I thought about how I don’t express emotion as easily as my very Italian-American family, which is another reason why I love opera. In its insanity, in its overboard feeling, in how loud it is, opera is a way of being vicariously Italian-American. When I saw Don Giovanni that first time with my dad I was sitting in a chair listening to people yell (often affectionately) in a language I didn’t understand; as a kid, that experience was identical to dinner at my grandparents’ house. It’s like that scene from Moonstruck where Nic Cage takes Cher to La Boheme except instead of Cher it was my dad and instead of La Boheme what I saw was my life. Opera being incomprehensible and special gave me a way to understand my family; family was incomprehensible; savoring histrionics from a deadpan remove was the way to love family the way you love opera.

I mean, my uncle made money in college by going to restaurants and performing as a Verdi impersonator, going table to table for tips; my family is opera—maybe all families are.

I got up and walked with my friends down the red velvet stairs, four floors, because the show was over. I was glad they came. Jackson said, “That was insane. Next weekend we should go to a cockfight. Then the weekend after that we come back to the opera.”

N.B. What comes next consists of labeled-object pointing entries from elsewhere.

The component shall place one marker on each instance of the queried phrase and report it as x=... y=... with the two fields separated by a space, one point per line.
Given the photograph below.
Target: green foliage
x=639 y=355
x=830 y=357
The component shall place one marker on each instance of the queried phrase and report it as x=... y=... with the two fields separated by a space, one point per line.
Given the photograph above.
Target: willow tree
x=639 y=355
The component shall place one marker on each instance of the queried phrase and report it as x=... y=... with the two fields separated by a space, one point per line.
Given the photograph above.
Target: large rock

We left Lincoln Center and talked about where we should go for a drink. Bud saw PJ Clarke’s was right across the street. There was an empty booth and we got drinks and fish and chips to split. We talked about what movies we’d novelize if we had the chance and we talked about the operas. Bud went home and I went to Charlie’s apartment and watched Charlie and Jackson play 2K. Then Charlie went to bed and I played Red Dead 2 which Jackson watched but then Jackson fell asleep too. I tried to walk home but it was too cold so I got a cab.